(Clearwisdom.net) For the past two to three months, I was mired in an unhealthy state of mind and body. I struggled a lot but was unable to rectify my condition. Since I started practicing Falun Gong in 1998 I was pretty confident in my ability to overcome all kinds of adversity. But this time I felt lost and confused, feelings that I had never encountered before. I couldn't attain peace of mind when I studied the Fa, making it difficult to overcome the problem. Shortly before the 2008 Chinese New Year, because of Teacher's arrangement, I managed to obtain a copy of "Fa-Teaching Given to the Australian Practitioners". After I watched the Fa lecture, I suddenly woke up and identified my problem. It was because I had become rather complacent that I started to avoid clarifying the truth.
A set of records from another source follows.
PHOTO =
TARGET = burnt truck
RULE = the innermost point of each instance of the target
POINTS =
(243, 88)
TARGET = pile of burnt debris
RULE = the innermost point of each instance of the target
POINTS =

As a result, the evil from other dimensions exploited my loophole and caused me to deviate from the righteous path.

During the first few years of the persecution of Falun Gong, I was very devoted to clarifying the truth and I had learned quite a few technical skills to assist me. For a period of time I felt I was becoming really good at it; however, I became arrogant because of my "accomplishments." I became increasingly complacent and started to seek bigger Dafa projects and to look for shortcuts. I appeared to be focusing primarily on ending the persecution and hoping the Chinese Communist Party (CCP) would collapse as soon as possible. As a result, I began to neglect truth-clarification work.

In hindsight, I identified selfishness in many of my thoughts. First, I sought comfort; I didn't want to clarify the truth because I wanted to have a comfortable life. I no longer wanted to live with the many unreasonable restrictions set by the CCP. I wanted to be able to save sentient beings comfortably. Second, I sought fame and self-interest; I wanted to solve my career problem. (Before the persecution began, I had a very enviable job.) I sought status and power among everyday people because I didn't want to put up with being disrespected by those who did not understand Falun Gong any more.

When I calmed down and reflected on my thoughts, I realized that there was something behind my thoughts that wanted the Fa-rectification to end as soon as possible because it did not want to change itself. If the Fa-rectification would end quickly, then perhaps it could get away with not changing itself. No matter what it is, I felt that it would disintegrate as long as I thought about the Fa and guided myself according to the Fa.

As I am writing this article, my eyes are welling up with tears. I thank Teacher from the bottom of my heart for His compassionate salvation. This is a feeling I have never felt before.

I have so much to say, but don't know where to start. I hope this article will inspire those fellow practitioners who share similar problems. I hope that we will cherish our time more and do the three things better so as not to waste Teacher's compassionate salvation. Heshi.